If the matrix is not in reduced row echelon form, then we row reduce:

\[A=\left(\begin{array}{cccc}1&7&23&3 \\ 2&4&16&0 \\ -1&-2&-8&4\end{array}\right) \quad\xrightarrow{\text{RREF}}\quad \left(\begin{array}{cccc}1&0&2&0 \\ 0&1&3&0 \\ 0&0&0&1\end{array}\right).\nonumber\]

The following two vector equations have the same solution set, as they come from row-equivalent matrices:

\[\begin{aligned} x_1\left(\begin{array}{c}1\\2\\-1\end{array}\right)+x_2\left(\begin{array}{c}7\\4\\-2\end{array}\right)+x_3\left(\begin{array}{c}23\\16\\-8\end{array}\right)+x_4\left(\begin{array}{c}3\\0\\4\end{array}\right)&=0 \\ x_1\left(\begin{array}{c}1\\0\\0\end{array}\right)+x_2\left(\begin{array}{c}0\\1\\0\end{array}\right)+x_3\left(\begin{array}{c}2\\3\\0\end{array}\right)+x_4\left(\begin{array}{c}0\\0\\1\end{array}\right)&=0\end{aligned}\]

We conclude that

\[\left(\begin{array}{c}23\\16\\-8\end{array}\right)=2\left(\begin{array}{c}1\\2\\-1\end{array}\right)+3\left(\begin{array}{c}7\\4\\-2\end{array}\right)+0\left(\begin{array}{c}3\\0\\4\end{array}\right)\nonumber\]

and that

\[x_1\left(\begin{array}{c}1\\2\\-1\end{array}\right)+x_2\left(\begin{array}{c}7\\4\\-2\end{array}\right)+x_4\left(\begin{array}{c}3\\0\\4\end{array}\right)=0\nonumber\]

has only the trivial solution.

Note that it is necessary to row reduce \(A\) to find which are its pivot columns, Definition 1.2.5 in Section 1.2. However, the span of the columns of the row reduced matrix is generally *not* equal to the span of the columns of \(A\text{:}\) one must use the pivot columns of the *original* matrix.
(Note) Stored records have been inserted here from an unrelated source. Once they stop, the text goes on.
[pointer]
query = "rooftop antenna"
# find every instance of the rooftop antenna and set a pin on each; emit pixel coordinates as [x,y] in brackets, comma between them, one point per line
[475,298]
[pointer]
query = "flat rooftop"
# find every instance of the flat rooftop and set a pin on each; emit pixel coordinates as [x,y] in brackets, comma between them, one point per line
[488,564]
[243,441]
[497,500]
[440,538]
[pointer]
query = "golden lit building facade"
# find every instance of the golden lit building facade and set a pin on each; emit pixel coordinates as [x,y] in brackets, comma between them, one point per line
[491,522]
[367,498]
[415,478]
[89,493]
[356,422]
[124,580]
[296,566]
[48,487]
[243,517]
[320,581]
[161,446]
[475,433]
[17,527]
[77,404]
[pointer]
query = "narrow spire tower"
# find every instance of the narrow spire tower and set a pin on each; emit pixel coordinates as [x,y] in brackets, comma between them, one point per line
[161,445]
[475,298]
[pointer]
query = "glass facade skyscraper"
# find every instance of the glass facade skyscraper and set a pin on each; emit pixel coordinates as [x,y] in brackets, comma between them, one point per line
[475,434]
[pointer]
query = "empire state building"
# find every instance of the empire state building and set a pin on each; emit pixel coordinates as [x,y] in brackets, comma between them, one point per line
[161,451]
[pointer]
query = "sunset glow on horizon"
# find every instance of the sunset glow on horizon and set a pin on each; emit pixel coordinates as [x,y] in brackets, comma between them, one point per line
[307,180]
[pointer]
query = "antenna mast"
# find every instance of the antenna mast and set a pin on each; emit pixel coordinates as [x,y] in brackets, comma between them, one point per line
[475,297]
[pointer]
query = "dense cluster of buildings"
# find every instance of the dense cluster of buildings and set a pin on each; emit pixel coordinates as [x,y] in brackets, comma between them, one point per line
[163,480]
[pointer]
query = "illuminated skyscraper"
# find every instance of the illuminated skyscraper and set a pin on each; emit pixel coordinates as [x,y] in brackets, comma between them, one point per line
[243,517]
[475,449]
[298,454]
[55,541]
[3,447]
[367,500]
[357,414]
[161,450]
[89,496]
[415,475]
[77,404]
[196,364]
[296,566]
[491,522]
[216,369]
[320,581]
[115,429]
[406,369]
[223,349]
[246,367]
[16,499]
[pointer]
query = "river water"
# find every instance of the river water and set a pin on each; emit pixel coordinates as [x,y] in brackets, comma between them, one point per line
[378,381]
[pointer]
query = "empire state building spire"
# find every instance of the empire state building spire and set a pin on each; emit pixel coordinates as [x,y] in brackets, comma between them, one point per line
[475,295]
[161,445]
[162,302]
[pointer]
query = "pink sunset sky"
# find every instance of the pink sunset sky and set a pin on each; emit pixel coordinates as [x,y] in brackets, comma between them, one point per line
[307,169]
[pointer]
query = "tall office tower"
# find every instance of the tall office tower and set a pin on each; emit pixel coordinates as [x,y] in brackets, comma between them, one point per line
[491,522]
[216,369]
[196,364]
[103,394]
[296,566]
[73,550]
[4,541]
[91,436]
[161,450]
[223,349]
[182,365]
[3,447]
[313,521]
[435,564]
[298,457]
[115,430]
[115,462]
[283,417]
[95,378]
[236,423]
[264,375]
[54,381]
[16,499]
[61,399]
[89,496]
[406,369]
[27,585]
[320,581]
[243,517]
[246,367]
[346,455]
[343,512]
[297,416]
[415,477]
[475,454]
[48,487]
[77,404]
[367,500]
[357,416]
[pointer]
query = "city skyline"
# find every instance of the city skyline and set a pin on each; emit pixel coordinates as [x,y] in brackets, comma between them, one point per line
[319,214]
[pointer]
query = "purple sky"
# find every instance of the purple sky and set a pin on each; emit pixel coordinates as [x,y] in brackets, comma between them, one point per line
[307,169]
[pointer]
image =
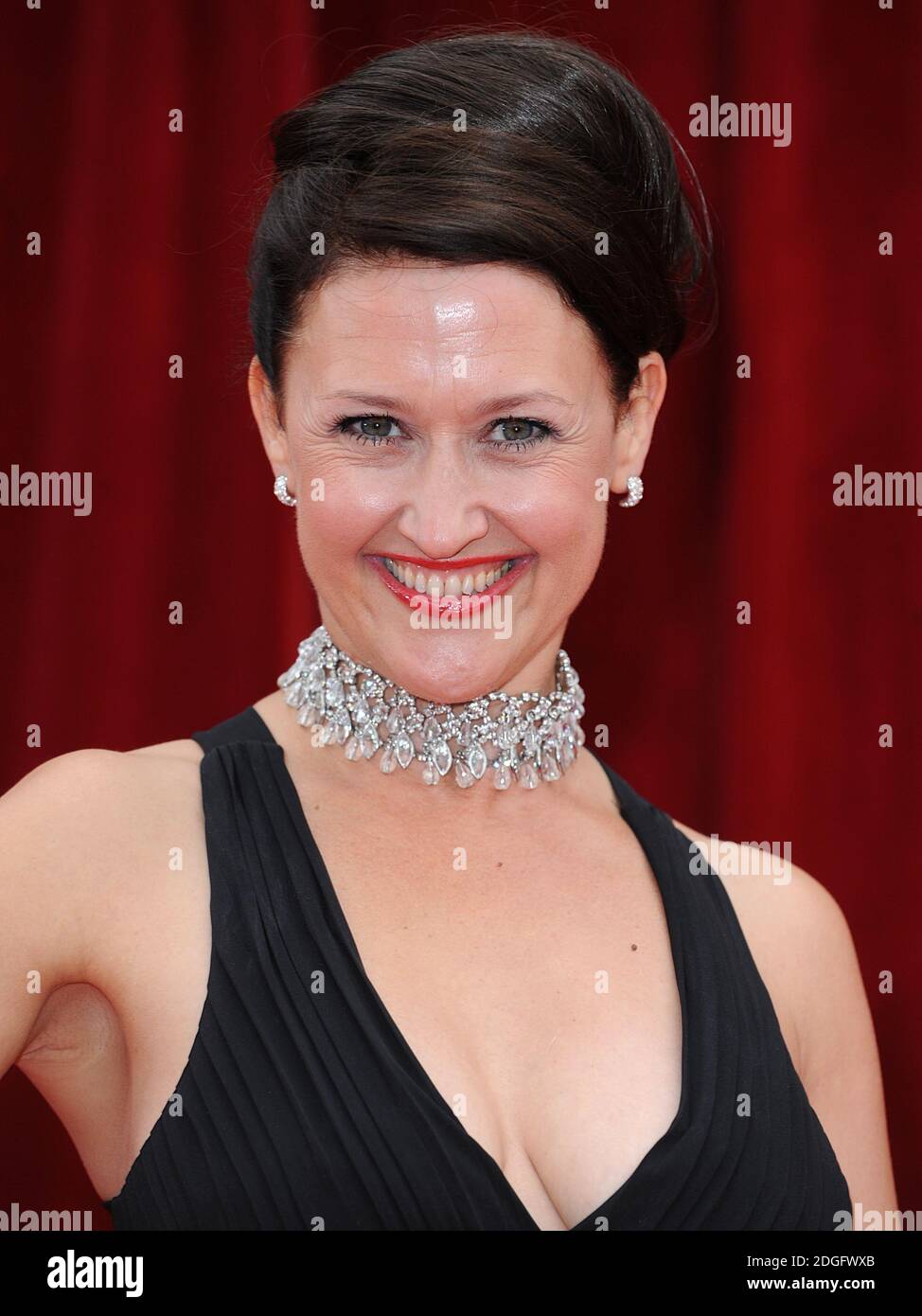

See theorem in Section 2.7, Theorem 2.7.2 for a restatement of the above theorem.

The matrix

\[A=\left(\begin{array}{cccc}1&2&0&-1 \\ -2&-3&4&5 \\ 2&4&0&-2\end{array}\right)\nonumber\]

has reduced row echelon form

\[\left(\begin{array}{cccc}1&0&-8&-7 \\ 0&1&4&3 \\ 0&0&0&0\end{array}\right).\nonumber\]

Therefore, the first two columns of \(A\) are the pivot columns, so we can delete the others without changing the span:

\[\text{Span}\left\{\left(\begin{array}{c}1\\-2\\2\end{array}\right),\:\left(\begin{array}{c}2\\-3\\4\end{array}\right)\right\}=\text{Span}\left\{\left(\begin{array}{c}1\\-2\\2\end{array}\right),\:\left(\begin{array}{c}2\\-3\\4\end{array}\right),\:\left(\begin{array}{c}0\\4\\0\end{array}\right),\:\left(\begin{array}{c}-1\\5\\-2\end{array}\right)\right\}.\nonumber\]

Moreover, the first two columns are linearly independent.

Let \(d\) be the number of pivot columns in the matrix

\[A=\left(\begin{array}{cccc}|&|&\quad &| \\ v_1 &v_2 &\cdots &v_k \\ |&|&\quad &| \end{array}\right).\nonumber\]

- If \(d=1\) then \(\text{Span}\{v_1,v_2,\ldots,v_k\}\) is a line.
- If \(d=2\) then \(\text{Span}\{v_1,v_2,\ldots,v_k\}\) is a plane.
- If \(d=3\) then \(\text{Span}\{v_1,v_2,\ldots,v_k\}\) is a 3-space.
- Et cetera.

The number \(d\) is called the dimension. We discussed this notion in this important note in Section 2.4, Note 2.4.4 and this important note in Section 2.4, Note 2.4.5. We will define this concept rigorously in Section 2.7.